Há quase 3 mil anos na China, Chefe Shang, dirigente na
totalitária Disnastia Ch’in, criou a ardilosa tática de estímulo ao
dedo-durismo generalizado entre agricultores: preocupados em vigiar seus
vizinhos, esqueciam-se que estavam sob um regime de terror e autoritarismo.
Desde então, o dedo-durismo passou a ser a prática recorrente nos regimes
totalitários. Pois o gênio do Chefe Shang continua vivo – sob o pretexto de
“exercício da cidadania” durante a chamada “crise hídrica” em São Paulo, a
grande mídia vem estimulando pessoas a enviar vídeos e fotos de vizinhos que
supostamente desperdiçam água. Mais uma vez a grande mídia pisa no pântano do
proto-fascismo: uma suposta cruzada cívica que pode se transformar em vingança
e violência por motivos oportunistas como racistas, sexistas ou político-ideológicos.

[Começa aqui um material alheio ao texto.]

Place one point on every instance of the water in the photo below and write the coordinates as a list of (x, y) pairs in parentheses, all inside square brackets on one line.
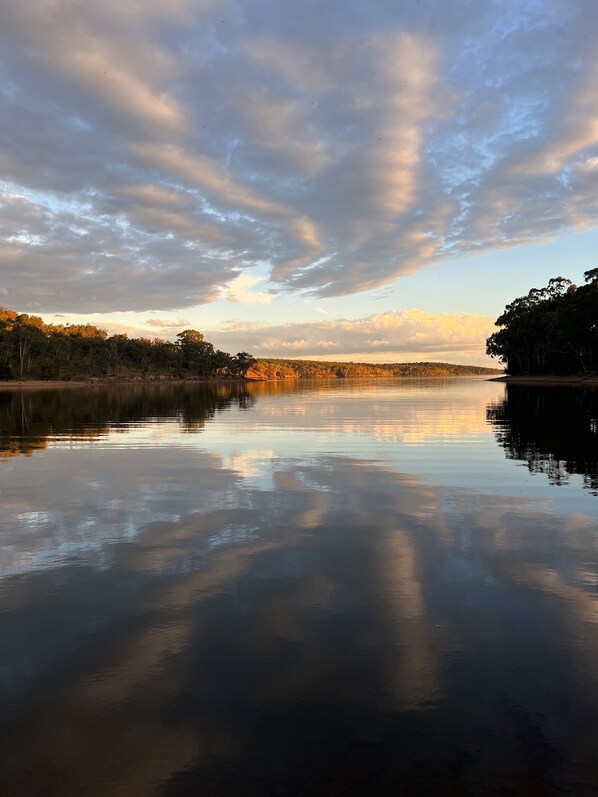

Com isso, São Paulo dá mais um passo para o seu futuro distópico – uma cidade
transformada em um deserto igual ao filme "Mad Max" com milícias de “fiscais da
Sabesp” executando aqueles que escondem não mais gasolina, mas agora água.
Desde a explosão do nazi-fascismo no período
entre guerras no século XX, a sociologia tenta entender como é possível a
ascensão de regimes ou atmosferas totalitárias em países formalmente
democráticos. Mais do que um sistema totalitário centralizado nos moldes de
1984 de George Orwell, o que chama a atenção é o fenômeno do totalitarismo
descentralizado e difuso, com o apoio de quase toda a população.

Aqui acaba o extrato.